It doesn’t take a rocket scientist to figure out that college is expensive. The average student loan balance for the Class of 2016 was $37,000 and that figure is projected to increase with each future graduating class. As a parent, one of the last things you want to do is saddle your children with a mountain of student loan debt as they enter the workforce and begin having a family of their own. This guide will help walk you through some of the different steps you can take to help save for your child’s college education.
A few words about college scholarships. Unless your child is athletically gifted or is the class valedictorian, their odds of getting a “full-ride” scholarship that pays for all their college expenses are rather small. This doesn’t mean they will not receive anything with partial scholarships, but, you will still have to borrow money or pull from your savings account.
National scholarship databases like FastWeb have over 1.5 million scholarships to apply for. These listings are very competitive because students from all over the country can apply and relatively few recipients. To boost your scholarship chances, try searching for programs offered by your employer, local community organizations, or their prospective schools as well.
529 College Savings Plans
Scholarships can reduce the total cost of college, but, you often do not know if your child will be awarded any until their junior or senior year of high school. Because most college students will graduate with some amount of student loan debt, it’s safe to assume that any money will set aside for college will be put to good use.

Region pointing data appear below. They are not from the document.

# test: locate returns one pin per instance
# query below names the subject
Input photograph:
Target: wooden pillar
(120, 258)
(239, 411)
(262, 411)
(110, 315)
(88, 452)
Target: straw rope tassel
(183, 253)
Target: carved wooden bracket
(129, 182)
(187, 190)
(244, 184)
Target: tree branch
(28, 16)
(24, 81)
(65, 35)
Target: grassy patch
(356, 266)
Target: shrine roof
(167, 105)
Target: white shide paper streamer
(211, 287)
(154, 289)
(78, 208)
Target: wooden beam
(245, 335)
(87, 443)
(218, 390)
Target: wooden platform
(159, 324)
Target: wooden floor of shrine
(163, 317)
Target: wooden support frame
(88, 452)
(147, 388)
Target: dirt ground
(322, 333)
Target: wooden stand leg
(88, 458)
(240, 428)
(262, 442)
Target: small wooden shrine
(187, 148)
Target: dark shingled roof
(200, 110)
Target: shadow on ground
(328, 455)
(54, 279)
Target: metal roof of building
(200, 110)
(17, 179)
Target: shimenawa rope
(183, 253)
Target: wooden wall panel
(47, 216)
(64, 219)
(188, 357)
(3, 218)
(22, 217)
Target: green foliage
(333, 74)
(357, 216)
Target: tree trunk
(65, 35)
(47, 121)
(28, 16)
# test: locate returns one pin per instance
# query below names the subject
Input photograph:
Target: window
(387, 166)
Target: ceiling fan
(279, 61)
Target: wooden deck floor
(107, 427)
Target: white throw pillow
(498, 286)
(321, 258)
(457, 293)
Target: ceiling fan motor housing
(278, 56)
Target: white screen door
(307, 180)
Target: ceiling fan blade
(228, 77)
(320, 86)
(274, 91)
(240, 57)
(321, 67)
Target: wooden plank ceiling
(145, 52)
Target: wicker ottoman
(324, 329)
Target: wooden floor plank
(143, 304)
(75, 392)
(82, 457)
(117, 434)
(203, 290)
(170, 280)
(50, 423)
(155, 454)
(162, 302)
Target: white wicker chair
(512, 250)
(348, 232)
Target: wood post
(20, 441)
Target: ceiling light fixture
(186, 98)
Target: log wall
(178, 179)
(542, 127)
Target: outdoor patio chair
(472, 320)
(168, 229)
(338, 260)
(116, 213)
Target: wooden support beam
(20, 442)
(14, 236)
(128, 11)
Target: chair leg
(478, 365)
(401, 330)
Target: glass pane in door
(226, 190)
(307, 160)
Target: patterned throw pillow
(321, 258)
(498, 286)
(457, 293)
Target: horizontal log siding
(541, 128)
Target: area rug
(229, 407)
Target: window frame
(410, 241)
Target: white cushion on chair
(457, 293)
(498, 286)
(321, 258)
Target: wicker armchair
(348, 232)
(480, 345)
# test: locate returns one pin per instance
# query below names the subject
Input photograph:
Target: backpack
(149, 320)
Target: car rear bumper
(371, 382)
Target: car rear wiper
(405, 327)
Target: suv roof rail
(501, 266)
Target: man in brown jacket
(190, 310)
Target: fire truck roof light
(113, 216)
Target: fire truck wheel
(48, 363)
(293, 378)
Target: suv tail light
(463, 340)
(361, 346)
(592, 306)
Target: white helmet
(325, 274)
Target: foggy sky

Just like you save a portion of each paycheck for retirement, it’s also a good idea to set aside a small percentage of each paycheck and place it in a 529 college savings plan. This is the most affordable way to save for college. Not only do these plans defray the cost of college, but, the contributions grow tax-free too!
How 529 College Savings Plans Work
The most popular college savings plan is the 529 plan because of their tax benefits, flexible contribution limits, and ease of making investments. Nearly every U.S. state has their own 529 plan and function similar to your workplace 401k as you have a small basket of mutual funds to invest in. Over time, the contributions earn interest and transform into a sizable nest egg just like your retirement accounts.
When your child begins attending college, they can start making withdrawals each semester to cover tuition, fees, and room & board. If there are any funds remaining after graduating from undergraduate, they can be used for a graduate degree or transferred to the 529 savings plan of your other children. Finally, education-related withdrawals are tax-free.
529 College Savings Plan Tax Benefits
There are three tax benefits for 529 college savings plans.
- Contributions grow tax-free
- Withdrawals are tax-free for education-related expenses
- Contributions may qualify for state income tax deduction
Regarding the third tax benefit, you might only qualify for the state tax deduction if you enroll in your state’s 529 plan. For example, you probably won’t be able to claim the deduction on your state tax return if you are a California resident enrolled in the Oregon 529 plan. But, if you enroll in the California plan, your contributions can be deducted.
Not having to pay capital gains tax on 529 contributions is a huge selling point for these plans. If you have to borrow money to pay for college, student loans make the total cost even more expense because they accrue interest charges each day. Even if 529 contributions will only pay for a portion of your child’s college education, it is still cheaper than borrowing the entire amount.
Choosing a 529 College Savings Plan
No two 529 plans are created equal. You will want to choose from one of the best 529 plans with the lowest costs to maximize your contributions earning potential. You are not required to enroll your own states 529 plan. This means a person living in Maine can sign-up for the Hawaii 529 plan without any consequences. If you are happy with your state’s 529 plan or reasonably certain your child will attend college in a particular state, it’s okay to enroll in that plan as well.
If you’re not sure if your child will attend college in-state or out-of-state, 529 plans can be used at nearly any school across the nation. This allows you to choose the cheapest plan and not worry about if the funds will be accepted by their future alma mater.
Making Contributions to 529 College Savings Plans
For families that plan to contribute at least $2,000 per year, the 529 plan is the best college savings account option. Unlike other education savings account options that limit contributions to $2,000 per year, most 529 plans have very high contribution limits. However, if you or a family member plans on contributing at least $14,000 in one year, that amount might be susceptible to the “gift tax” under current tax law.